I have allways having , killing NPCs in the games.Allways I try to kill my allies to see what will happen and if they are not invulnerable, till the end of the game I kill them a several times for fun.But In HL2 something strange for me happened.I was at the moment when Barny gives me the crowbar.And then I realize that I still haven't tried to kill the friendly charracters!You may think thats normal, but I was very shoked from this discovery.Of course then I tried to kill Barny and saw that he is ghost...

Why I havent still shoot at Alex or her father ?Or another shoot at Barny ? Because they act really realistic,like a real humans and I like them... I don't shoot people I like(although you may think we are all terrorists here ;), or at least american movie directors think that )
 
Mr.Wotsit said:
People who say realism is about how much like real life a game looks have very small brains.QUOTE]
Mr.Wotsit said:
excuse me? What do you compare the realisme in a game with, surely it is the fysics, emotions, history... of real life?
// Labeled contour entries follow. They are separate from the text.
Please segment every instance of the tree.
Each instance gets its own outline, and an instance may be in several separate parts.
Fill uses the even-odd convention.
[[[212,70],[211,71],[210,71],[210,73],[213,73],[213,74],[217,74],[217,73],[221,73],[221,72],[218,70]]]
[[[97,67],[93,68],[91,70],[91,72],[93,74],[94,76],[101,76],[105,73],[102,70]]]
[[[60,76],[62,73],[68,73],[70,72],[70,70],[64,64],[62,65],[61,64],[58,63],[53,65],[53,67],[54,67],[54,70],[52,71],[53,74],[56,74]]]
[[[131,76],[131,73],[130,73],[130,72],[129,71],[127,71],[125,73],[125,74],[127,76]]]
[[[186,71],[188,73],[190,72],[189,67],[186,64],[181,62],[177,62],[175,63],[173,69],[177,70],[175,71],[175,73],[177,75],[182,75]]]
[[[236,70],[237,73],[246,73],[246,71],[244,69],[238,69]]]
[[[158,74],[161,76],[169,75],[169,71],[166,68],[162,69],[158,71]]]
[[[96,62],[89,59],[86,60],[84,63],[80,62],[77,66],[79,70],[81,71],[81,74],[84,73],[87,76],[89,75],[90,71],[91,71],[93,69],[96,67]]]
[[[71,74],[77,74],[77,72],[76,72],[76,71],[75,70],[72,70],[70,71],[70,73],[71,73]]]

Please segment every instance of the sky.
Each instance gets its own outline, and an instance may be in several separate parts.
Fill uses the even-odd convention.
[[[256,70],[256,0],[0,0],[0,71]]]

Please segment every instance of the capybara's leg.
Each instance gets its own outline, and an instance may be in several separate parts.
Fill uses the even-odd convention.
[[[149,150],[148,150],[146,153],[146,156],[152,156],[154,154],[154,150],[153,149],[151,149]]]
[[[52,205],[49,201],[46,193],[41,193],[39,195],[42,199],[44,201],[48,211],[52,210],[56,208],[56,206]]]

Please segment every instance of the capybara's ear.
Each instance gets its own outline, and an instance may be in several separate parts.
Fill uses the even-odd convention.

If u can jump 20 meters in a game it is not realistic
if u can jump half a meter it is

If u get shot 6 times and still be able to move normally, it is not realistic
If u get shot 6 times and are cripled or die, it is

Doesnt this resemble real life? :upstare:
Tell me what is ur reference for "real" or "realistic"?

Plz explain your definition of realism in games if u will!
 
Mr.Wotsit said:
People who say realism is about how much like real life a game looks have very small brains.

I know this isnt grown up and all, but i gotta say, i've been reviewing ur posts and it looks like u really think u are so wonderfull and all, u seem to have little or no people skills at all, offcours u probably have 5 degrees in idontknowwhatkindofshit but people dont like u man, or i dont anyways, and i think im not alone here. I dont like to be called dumb, or having a small brain! insulting people isnt a good form of communication.

Hell u probably get a kick out of pissing people off, so im not gonna bother any more, enjoy ur puny life little man!

Admins and playingmantis sorry for this out of topic stuff!
 
What makes a game realistic? How would you define realistic?

There are no more no less 3 things that can make the game perfect realistic:
1)The Graphic
2)Interaction with the world
3)Real interrior

The first is slear - to have perfect realism you must have a perfect graphic, with the resolution (the_number_of_smallest_particles_a_common_human_can_see_in_horizontal_line_without_moving_his_eyes) : (the_number_of_smallest_particles_a_common_human_can_see_in_vertical_line_without_moving_his_eyes).And you must have virtual glasses.

The second - the interaction means that
- you must have the perfect physics and the models must not be made of 2D polygons, but of 3D objects
- you must have real AI - simulated real human brain(Neural Network)
- you must have microfon(sound input)
- and you must have sensors all over your body and you must play in outerspace, where there isnt gravity
- of course some speakers

The third means that if the game has the first two elementst, if you play in a world with flying pink elephants, it still won't be realistic :)

So It is obvious that perfect realism is far away(or may be not so far).But some elements are at a very good level.And the things are getting better.

-What makes a game violent? How would you define violent?

Killing living things makes the game violent.Violence is when you are making some living thing suffer, for fun.Human are violent.We kill animals, even we can eat vegetables, that is viloence(yes I eat meat too :| ).Rich people are showing off their toys expensive cars, clotches, stuff ect. saying to poor people "Look I am better than you, you don't have this".Most people prefer to buy a game, or a music album or a film, instead of giving those money to the girl from charity organisation, showing to you a picture of a child who don't have enough money to make life-saving operation... you got it I think.